I'm looking for a proof for the extremum problem on regular simplex.
Question. Let $\mathcal{A}=A_0A_1...A_n$ be a regular simplex in $\Bbb E^n$. $P$ is a point inside and on boundary of $\mathcal{A}$. Prove that the product $$\prod_{i=0}^n PA_i$$ attains maximum iff $P$ is one of the midpoints of edges of this simplex.
It looks like for small $n$, your assertion is true. For large $n$, there are symmetrically placed pairs on the side achieving the maximum. Please see this paper for details. (I do not have access to this paper yet.)

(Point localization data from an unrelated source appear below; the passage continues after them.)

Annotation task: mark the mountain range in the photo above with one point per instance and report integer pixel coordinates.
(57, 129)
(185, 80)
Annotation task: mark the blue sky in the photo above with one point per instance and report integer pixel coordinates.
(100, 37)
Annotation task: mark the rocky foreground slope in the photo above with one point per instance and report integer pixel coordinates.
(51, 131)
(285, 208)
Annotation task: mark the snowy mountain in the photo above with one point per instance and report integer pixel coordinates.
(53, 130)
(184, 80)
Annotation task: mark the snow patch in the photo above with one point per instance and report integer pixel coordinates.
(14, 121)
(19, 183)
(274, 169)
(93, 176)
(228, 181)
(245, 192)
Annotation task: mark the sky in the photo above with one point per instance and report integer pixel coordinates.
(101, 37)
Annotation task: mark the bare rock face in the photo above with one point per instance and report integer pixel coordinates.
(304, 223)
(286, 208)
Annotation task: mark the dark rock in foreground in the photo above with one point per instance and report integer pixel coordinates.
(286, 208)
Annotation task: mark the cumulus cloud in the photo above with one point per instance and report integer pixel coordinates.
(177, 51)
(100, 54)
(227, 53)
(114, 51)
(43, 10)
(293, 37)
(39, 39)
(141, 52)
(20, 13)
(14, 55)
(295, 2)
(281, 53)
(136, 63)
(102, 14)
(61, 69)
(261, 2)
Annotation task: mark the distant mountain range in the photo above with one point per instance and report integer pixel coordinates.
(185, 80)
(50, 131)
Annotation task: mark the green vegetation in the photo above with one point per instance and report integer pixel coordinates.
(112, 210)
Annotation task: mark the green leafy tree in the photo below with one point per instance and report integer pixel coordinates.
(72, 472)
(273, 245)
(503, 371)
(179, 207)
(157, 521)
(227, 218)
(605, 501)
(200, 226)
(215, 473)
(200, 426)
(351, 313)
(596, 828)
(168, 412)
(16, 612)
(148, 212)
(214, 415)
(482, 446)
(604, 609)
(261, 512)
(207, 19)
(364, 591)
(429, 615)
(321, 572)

[Previuos comments] The result is clear for $n=1$ from the AM-GM inequality. The case $n=2$ can be shown by complex analysis: Represent the regular triangle by the roots of unity $1,\zeta,\zeta^2$, where $\zeta =-\frac 12+\frac {\sqrt{3}}2i$. Then the required function is represented by $$p(z)=|(z-1)(z-\zeta)(z-\zeta)|=|z^3-1|.$$ By the maximum modulus principle and by symmetry we may assume that $z$ lies on the side joining $\zeta$ to $\zeta^2$, i.e. $z$ is of the form $z=-\frac 12+ti,$ where $-\frac{\sqrt 3}2\leq t\leq\frac{\sqrt 3}2$. By calculus, the maximum happens when $t=0$ and $z=-1/2$, which is the midpoint of a side of the regular triangle.

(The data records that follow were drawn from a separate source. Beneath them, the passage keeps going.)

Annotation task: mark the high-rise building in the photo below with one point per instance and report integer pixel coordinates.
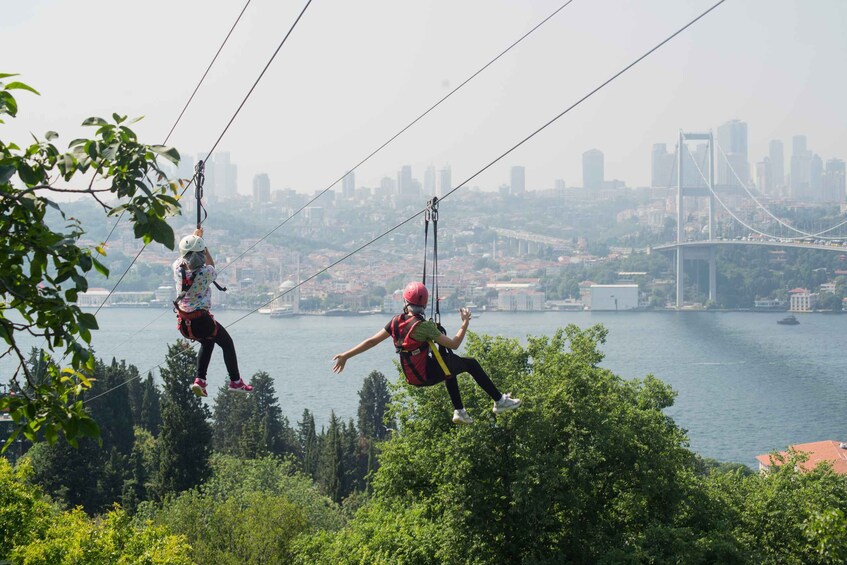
(663, 167)
(734, 170)
(816, 177)
(444, 181)
(429, 182)
(801, 168)
(764, 176)
(348, 186)
(834, 181)
(518, 180)
(592, 169)
(777, 164)
(261, 189)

EDIT. Here is a suggestion for the general case. Taking logarithm, the problem is equivalent to finding the maximum of the function $$f=\frac 12\sum_{i=0}^n \log [(x_1-a_1^i)^2+\cdots+(x_n-a_n^i)^2],$$ where $(x_1,\cdots,x_n)$ is the coordinates for $P$, and $(a_1^i,\cdots,a_n^i)$ represents the vertices with $i=0,\cdots,n$. If $n>2$, then $\Delta f>0$, so $f$ is a subharmonic function and the maximum principle applies. This does not solve the problem yet, but it follows that the maximum occurs on the boundary faces.